# Games stutter every few seconds



## leeluke_9 (Aug 9, 2008)

I have just picked up Torchlight 2 and the gameplay goes like this:

- Smooth for few seconds.
- Choppy FPS for about a second.
- Smooth for another few seconds.
- Repeat.

This happens everywhere (even when just moving around) and it is really starting to get annoying. My graphics card should be able to run anything smoothly though.

AMD Phenom II X4850 Processor, 3300Mhz, 4 Cores, 4GB RAM

AND Radeon HD 6900 Series, 4GB RAM

Help please?


----------



## leeluke_9 (Aug 9, 2008)

Also, frame rate goes super bad when in battles (even 1v1).

I run it on max settings. Using LOWEST SETTINGS also DOES NOT solve this. Even my friend's laptop (not a gaming laptop) can run it smoothly at all times (even in large battles).

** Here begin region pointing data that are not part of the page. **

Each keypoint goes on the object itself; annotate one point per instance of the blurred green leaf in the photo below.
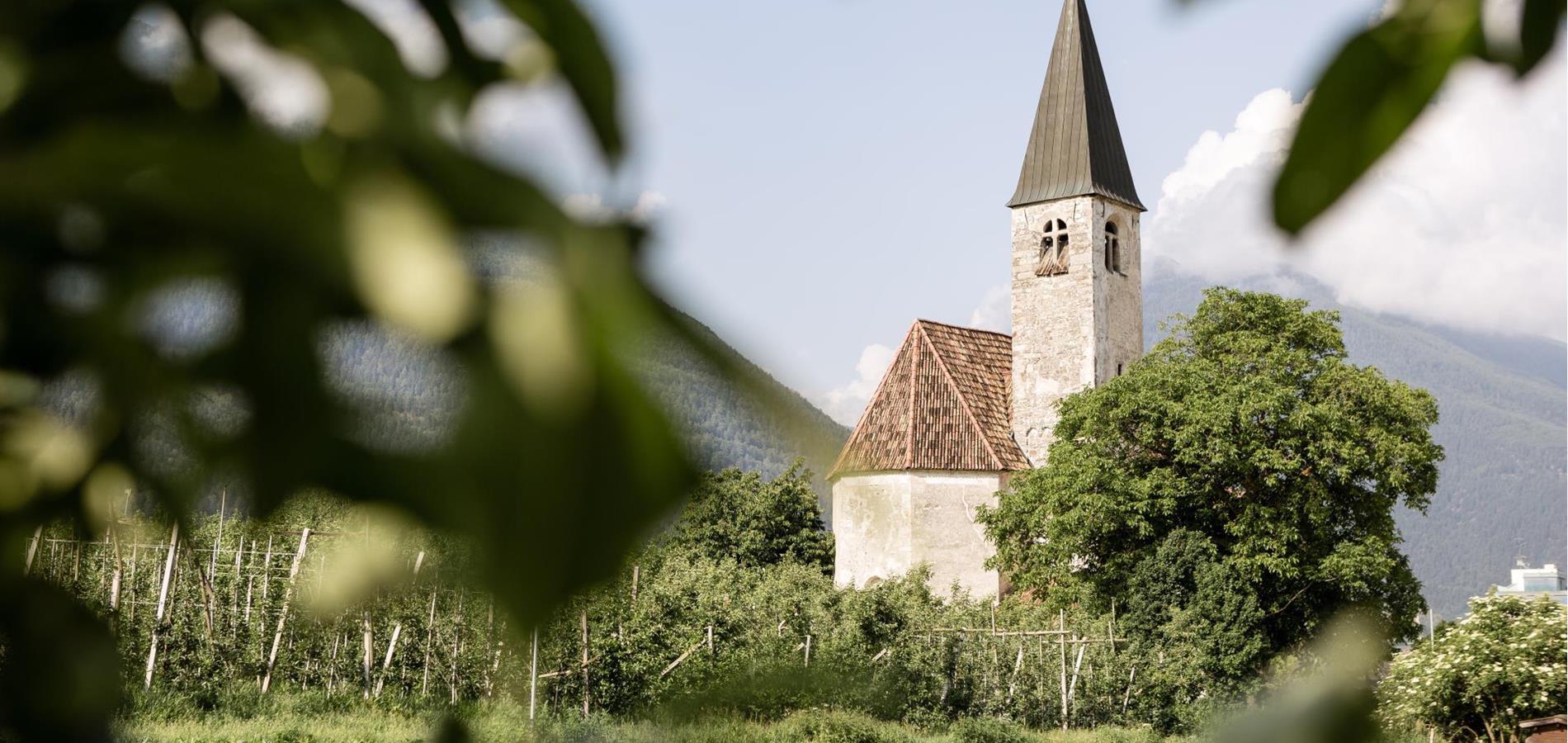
(1371, 92)
(583, 63)
(60, 679)
(115, 184)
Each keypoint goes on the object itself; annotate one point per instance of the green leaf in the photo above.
(60, 678)
(1538, 26)
(583, 63)
(1372, 92)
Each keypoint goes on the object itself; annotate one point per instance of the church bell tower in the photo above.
(1078, 296)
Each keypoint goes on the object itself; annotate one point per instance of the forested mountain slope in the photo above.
(1501, 405)
(730, 427)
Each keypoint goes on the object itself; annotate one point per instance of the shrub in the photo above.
(988, 731)
(831, 726)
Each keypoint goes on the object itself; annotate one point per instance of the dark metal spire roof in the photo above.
(1074, 148)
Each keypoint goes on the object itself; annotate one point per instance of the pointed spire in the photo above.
(1074, 148)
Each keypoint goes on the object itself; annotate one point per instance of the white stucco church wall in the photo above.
(890, 523)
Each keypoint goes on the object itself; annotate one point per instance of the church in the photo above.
(961, 409)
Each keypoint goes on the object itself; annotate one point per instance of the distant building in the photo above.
(1545, 580)
(1552, 729)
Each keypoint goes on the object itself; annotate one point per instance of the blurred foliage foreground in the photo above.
(129, 182)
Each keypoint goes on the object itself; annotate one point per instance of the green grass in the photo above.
(314, 718)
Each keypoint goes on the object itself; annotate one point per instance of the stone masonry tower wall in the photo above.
(1071, 329)
(1078, 282)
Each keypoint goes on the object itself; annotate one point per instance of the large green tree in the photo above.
(753, 521)
(1233, 491)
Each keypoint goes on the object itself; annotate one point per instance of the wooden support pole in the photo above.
(397, 631)
(163, 598)
(31, 551)
(130, 585)
(682, 657)
(489, 678)
(217, 542)
(234, 603)
(585, 660)
(1018, 665)
(533, 674)
(1078, 664)
(282, 612)
(367, 659)
(430, 637)
(456, 650)
(207, 599)
(1128, 696)
(331, 664)
(113, 587)
(1062, 645)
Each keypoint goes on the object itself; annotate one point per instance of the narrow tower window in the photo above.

(I changed the graphics card and power supply of the computer at factory condition.)

I read somewhere that it could be due to low voltage supplied to graphics card. (Due to the fact that i changed the power supply and graphics card) But I have no clue how to optimize it. (Or if it even is my problem) 

Source:http://http://www.techsupportforum.com/forums/f59/solved-game-stuttering-553369.html


----------



## RockmasteR (Aug 10, 2007)

what is your Power Supply Unit? model, wattage and amps under the +12V Rail

the 6900 needs a quality power supply with at least 600 W and 32A under the +12V rail
even if the PSU is not the source of the problem here, getting the recommeded PSU will increase your PC life

second, let's check the PC temperatures
download HWmonitor from my sig, open it and check the temperatures
play torchlight 2 for about 20 minutes, when the lag starts, minimize and recheck the temps again
post a screenshot here of the temperatures


----------



## leeluke_9 (Aug 9, 2008)

Temps:









(Lag starts throughout from the start... Been playing for about 25mins already so I just took a screeny immediately.)

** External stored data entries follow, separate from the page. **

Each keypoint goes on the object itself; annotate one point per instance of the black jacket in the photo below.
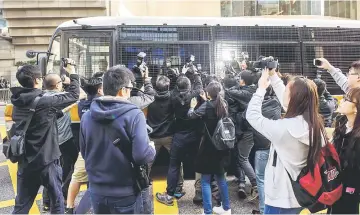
(63, 122)
(181, 103)
(161, 116)
(348, 147)
(241, 96)
(209, 160)
(144, 99)
(271, 109)
(327, 106)
(42, 143)
(84, 105)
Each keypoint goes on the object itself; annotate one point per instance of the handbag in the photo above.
(139, 172)
(14, 145)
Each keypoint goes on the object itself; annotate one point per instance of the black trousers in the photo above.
(69, 154)
(347, 204)
(29, 182)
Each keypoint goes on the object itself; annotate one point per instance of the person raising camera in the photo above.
(209, 160)
(347, 143)
(296, 140)
(346, 83)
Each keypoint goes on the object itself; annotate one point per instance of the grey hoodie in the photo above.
(290, 139)
(340, 79)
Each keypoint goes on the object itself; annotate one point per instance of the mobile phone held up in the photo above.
(317, 62)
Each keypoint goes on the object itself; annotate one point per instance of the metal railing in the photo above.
(5, 95)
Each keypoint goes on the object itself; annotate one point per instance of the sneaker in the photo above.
(46, 208)
(179, 193)
(165, 199)
(198, 197)
(69, 210)
(255, 212)
(220, 210)
(242, 193)
(254, 194)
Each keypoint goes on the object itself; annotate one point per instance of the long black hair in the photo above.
(216, 92)
(304, 101)
(352, 149)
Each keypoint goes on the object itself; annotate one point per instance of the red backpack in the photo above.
(322, 189)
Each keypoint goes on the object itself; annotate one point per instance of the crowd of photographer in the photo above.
(215, 123)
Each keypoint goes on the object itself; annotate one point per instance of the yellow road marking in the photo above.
(159, 186)
(13, 175)
(3, 131)
(306, 211)
(7, 203)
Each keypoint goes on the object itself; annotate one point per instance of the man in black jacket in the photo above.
(271, 109)
(93, 89)
(161, 119)
(69, 150)
(187, 134)
(40, 165)
(327, 103)
(242, 95)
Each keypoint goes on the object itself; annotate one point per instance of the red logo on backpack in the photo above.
(331, 174)
(323, 188)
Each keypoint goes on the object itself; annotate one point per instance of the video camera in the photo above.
(244, 56)
(140, 61)
(265, 62)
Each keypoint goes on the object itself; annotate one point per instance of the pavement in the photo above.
(185, 205)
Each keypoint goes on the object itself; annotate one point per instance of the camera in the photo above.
(66, 62)
(190, 60)
(140, 61)
(317, 62)
(266, 62)
(244, 56)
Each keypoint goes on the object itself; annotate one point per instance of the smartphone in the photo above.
(317, 62)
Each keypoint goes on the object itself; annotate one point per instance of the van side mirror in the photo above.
(31, 54)
(43, 65)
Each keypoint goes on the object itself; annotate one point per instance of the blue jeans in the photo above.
(275, 210)
(183, 143)
(29, 182)
(261, 158)
(147, 204)
(116, 205)
(206, 192)
(244, 146)
(84, 204)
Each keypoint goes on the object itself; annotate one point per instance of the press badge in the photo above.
(350, 190)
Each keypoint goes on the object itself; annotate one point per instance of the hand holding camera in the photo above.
(146, 72)
(203, 95)
(152, 144)
(193, 103)
(264, 82)
(69, 65)
(184, 69)
(322, 63)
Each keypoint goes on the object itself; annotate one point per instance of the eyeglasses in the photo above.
(347, 99)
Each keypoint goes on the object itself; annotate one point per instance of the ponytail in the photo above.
(221, 106)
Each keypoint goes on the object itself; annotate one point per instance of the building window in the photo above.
(267, 7)
(340, 8)
(226, 9)
(337, 8)
(249, 8)
(238, 8)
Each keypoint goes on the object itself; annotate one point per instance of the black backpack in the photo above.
(223, 137)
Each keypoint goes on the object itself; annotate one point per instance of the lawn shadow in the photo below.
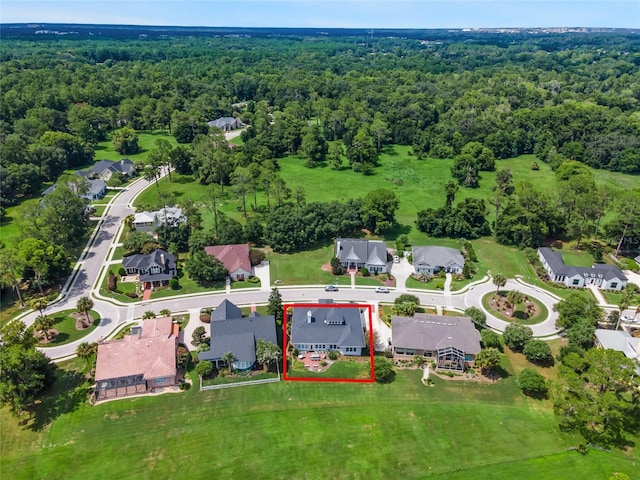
(68, 392)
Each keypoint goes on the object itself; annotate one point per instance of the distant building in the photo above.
(355, 253)
(149, 221)
(431, 260)
(153, 270)
(226, 123)
(601, 275)
(235, 258)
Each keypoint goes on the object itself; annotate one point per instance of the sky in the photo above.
(330, 13)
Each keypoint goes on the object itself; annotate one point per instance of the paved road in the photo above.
(113, 314)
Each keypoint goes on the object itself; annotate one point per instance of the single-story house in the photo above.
(235, 258)
(148, 221)
(355, 253)
(451, 342)
(327, 327)
(140, 362)
(230, 332)
(431, 260)
(621, 341)
(154, 270)
(96, 189)
(602, 275)
(226, 123)
(104, 169)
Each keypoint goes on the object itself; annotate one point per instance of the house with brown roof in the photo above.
(235, 258)
(451, 342)
(142, 361)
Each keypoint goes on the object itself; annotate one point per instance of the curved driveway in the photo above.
(90, 269)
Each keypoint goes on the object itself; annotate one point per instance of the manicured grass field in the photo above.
(340, 369)
(308, 430)
(146, 141)
(518, 316)
(66, 327)
(304, 268)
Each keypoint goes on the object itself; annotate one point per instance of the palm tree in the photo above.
(86, 351)
(499, 281)
(84, 305)
(39, 304)
(229, 358)
(514, 297)
(43, 324)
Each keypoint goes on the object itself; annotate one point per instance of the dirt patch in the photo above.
(81, 320)
(53, 333)
(522, 311)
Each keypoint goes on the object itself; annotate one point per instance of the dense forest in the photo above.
(571, 100)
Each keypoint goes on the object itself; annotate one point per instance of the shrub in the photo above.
(531, 382)
(538, 351)
(112, 282)
(490, 339)
(256, 257)
(384, 370)
(516, 336)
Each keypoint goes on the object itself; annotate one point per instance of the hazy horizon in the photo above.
(402, 14)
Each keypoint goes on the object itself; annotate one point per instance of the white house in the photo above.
(235, 258)
(601, 275)
(431, 260)
(149, 221)
(328, 327)
(355, 253)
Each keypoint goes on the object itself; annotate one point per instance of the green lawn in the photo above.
(340, 369)
(146, 141)
(304, 268)
(66, 326)
(305, 430)
(519, 314)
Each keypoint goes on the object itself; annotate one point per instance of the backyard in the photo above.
(459, 430)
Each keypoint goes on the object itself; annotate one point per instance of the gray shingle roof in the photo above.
(437, 256)
(144, 262)
(226, 311)
(430, 332)
(338, 325)
(598, 270)
(371, 252)
(238, 335)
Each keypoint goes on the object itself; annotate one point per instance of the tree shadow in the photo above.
(68, 392)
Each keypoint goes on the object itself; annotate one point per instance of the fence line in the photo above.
(238, 384)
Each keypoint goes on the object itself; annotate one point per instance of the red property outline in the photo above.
(328, 305)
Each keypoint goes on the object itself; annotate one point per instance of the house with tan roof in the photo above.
(235, 258)
(142, 361)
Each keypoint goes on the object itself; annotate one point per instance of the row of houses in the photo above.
(373, 255)
(145, 359)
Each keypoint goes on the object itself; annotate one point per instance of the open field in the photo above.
(307, 430)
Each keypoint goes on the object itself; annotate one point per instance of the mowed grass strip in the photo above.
(302, 430)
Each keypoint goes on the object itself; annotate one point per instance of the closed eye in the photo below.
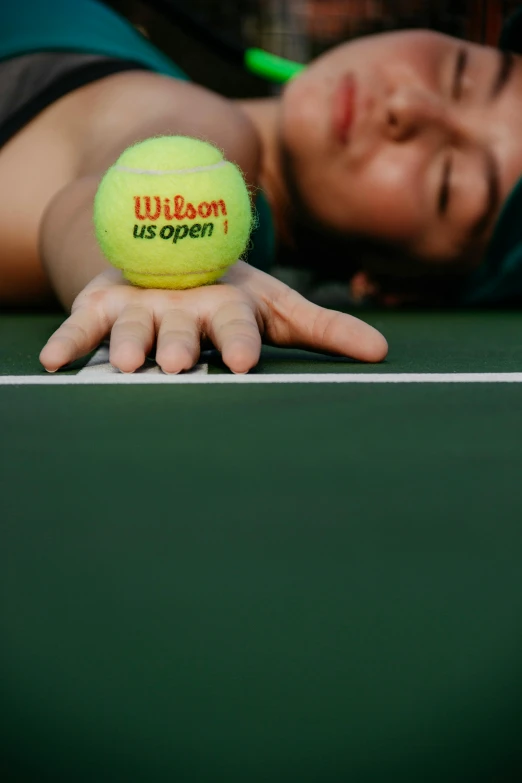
(444, 192)
(458, 74)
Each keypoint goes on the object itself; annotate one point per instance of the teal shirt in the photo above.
(91, 27)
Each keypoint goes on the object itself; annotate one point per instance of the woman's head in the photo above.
(412, 139)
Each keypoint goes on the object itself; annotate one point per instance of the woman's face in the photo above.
(413, 137)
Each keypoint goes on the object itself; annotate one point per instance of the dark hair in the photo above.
(395, 271)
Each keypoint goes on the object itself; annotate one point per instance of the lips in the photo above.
(344, 109)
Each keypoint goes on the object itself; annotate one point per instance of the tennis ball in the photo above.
(172, 213)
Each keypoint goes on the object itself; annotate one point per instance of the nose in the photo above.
(410, 112)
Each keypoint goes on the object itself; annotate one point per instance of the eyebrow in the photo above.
(506, 63)
(493, 195)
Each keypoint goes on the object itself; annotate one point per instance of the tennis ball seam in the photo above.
(161, 172)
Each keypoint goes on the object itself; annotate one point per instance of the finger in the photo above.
(82, 332)
(300, 323)
(235, 332)
(132, 337)
(178, 343)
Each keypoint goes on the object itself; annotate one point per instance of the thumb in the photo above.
(296, 322)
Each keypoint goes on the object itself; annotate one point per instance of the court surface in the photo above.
(310, 573)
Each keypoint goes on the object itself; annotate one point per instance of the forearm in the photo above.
(68, 248)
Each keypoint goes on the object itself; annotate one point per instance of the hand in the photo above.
(235, 315)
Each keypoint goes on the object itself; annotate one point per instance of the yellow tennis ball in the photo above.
(172, 213)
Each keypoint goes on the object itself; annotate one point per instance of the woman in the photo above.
(403, 147)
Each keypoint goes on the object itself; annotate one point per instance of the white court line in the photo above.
(82, 379)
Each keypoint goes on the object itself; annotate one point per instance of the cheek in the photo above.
(304, 115)
(381, 200)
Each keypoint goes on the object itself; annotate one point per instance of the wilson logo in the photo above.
(154, 207)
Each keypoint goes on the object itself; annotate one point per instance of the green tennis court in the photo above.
(310, 573)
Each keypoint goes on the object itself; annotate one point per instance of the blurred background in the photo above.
(297, 29)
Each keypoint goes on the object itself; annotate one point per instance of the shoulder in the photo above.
(134, 105)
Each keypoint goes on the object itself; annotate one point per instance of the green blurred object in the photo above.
(271, 67)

PSU: (I read from the power supply box) ANDYSON Platinum 550W

Read: [EPIC] Another first for Andyson, Platinum Modular PSU - www.hardwarezone.com.sg


----------



## KooKas (Oct 16, 2008)

I've got the exact same issue with a similar set-up -

AMD Phenom II 995 BE, 3.2GHz
ATI 6950 2GB
4GB DDR3

and a 500W/24A power supply.

My concern is that maybe the hard-disc is a bottleneck - the other person in that thread said he got an SSD and his issue stopped. I wouldn't be too surprised, but SSDs are expensive. Besides, I'm sure HDDs are capable considering they've been around for some time now.


----------



## KooKas (Oct 16, 2008)

Ok, here's what might differentiate me and you, OP.

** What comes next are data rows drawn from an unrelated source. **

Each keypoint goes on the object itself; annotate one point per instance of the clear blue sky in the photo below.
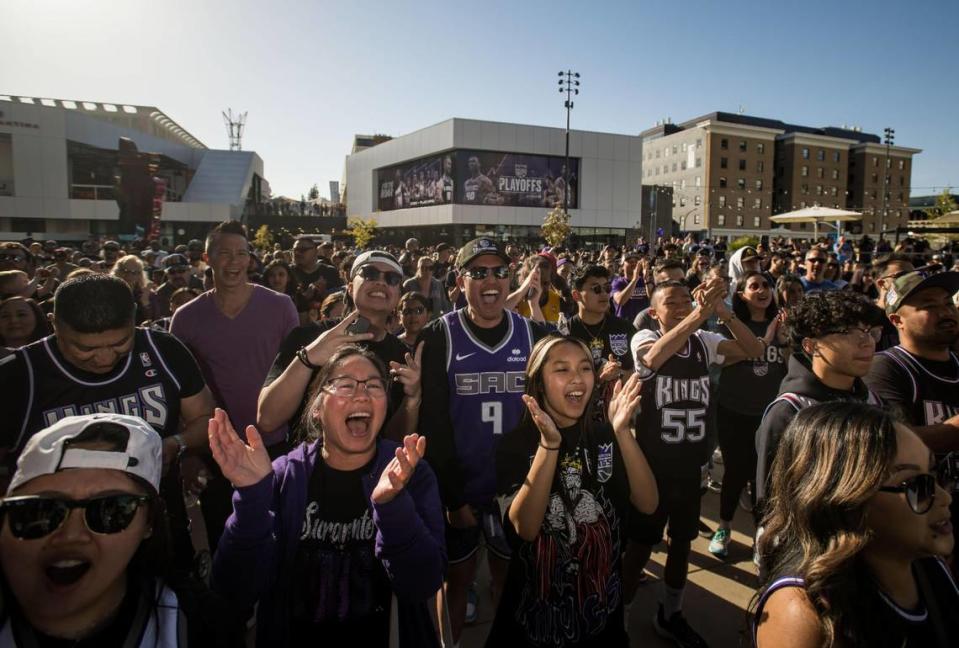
(313, 73)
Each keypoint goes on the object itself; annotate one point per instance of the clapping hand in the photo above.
(398, 472)
(242, 464)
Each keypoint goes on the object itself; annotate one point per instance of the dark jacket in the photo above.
(799, 389)
(254, 559)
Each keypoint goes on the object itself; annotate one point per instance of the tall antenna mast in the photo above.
(234, 127)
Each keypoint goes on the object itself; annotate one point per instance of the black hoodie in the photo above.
(799, 389)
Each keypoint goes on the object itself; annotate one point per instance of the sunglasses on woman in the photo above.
(32, 517)
(372, 273)
(920, 490)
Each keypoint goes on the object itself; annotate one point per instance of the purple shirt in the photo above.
(236, 354)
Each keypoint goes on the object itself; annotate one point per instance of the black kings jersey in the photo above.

During my periods of stuttering, my CPU usage for all 4 cores is at 100%. I have no idea what does this, but something is doing that.


----------



## KooKas (Oct 16, 2008)

I think I've fixed my problems. I had a little play around in BF3 with no stuttering at all, and though I didn't play for particularly long it was long enough to seem unusual without the stutters.

Firstly - and this probably is not related, but thought I'd put this in anyway just in case - I noticed that my CPU was overheating, hitting 75 degrees under load, and basically just cleared dust from my machine and from inside the fan (there were _spider webs_) and renewed the paste, which solved that problem.

Then I followed the steps from here:

In your BIOS settings, change these options like so:

Microcode unification: *Disabled *
_For me it was actually Microcode updatition or something like that, basically a long word beginning with a u._

Cool 'n Quiet: *Enabled*

Plug 'n Play OS: *Enabled *
_On mine, this was on a different page but under the same tab_

If it helps, I'm on an Asus M4N78 PRO. Hope you have the same results.


----------



## leeluke_9 (Aug 9, 2008)

Thanks for the reply.

I changed the settings on my BIOS as you directed. (But Plug n Play OS was [Yes/No])

Unfortunately, the problem of lag still presists. Now, I just wonder why my better than average graphics card can't run this game smoothly while a non-gaming laptop can.

Should I change the BIOS settings back while waiting for another solution?


----------



## leeluke_9 (Aug 9, 2008)

Bump.


----------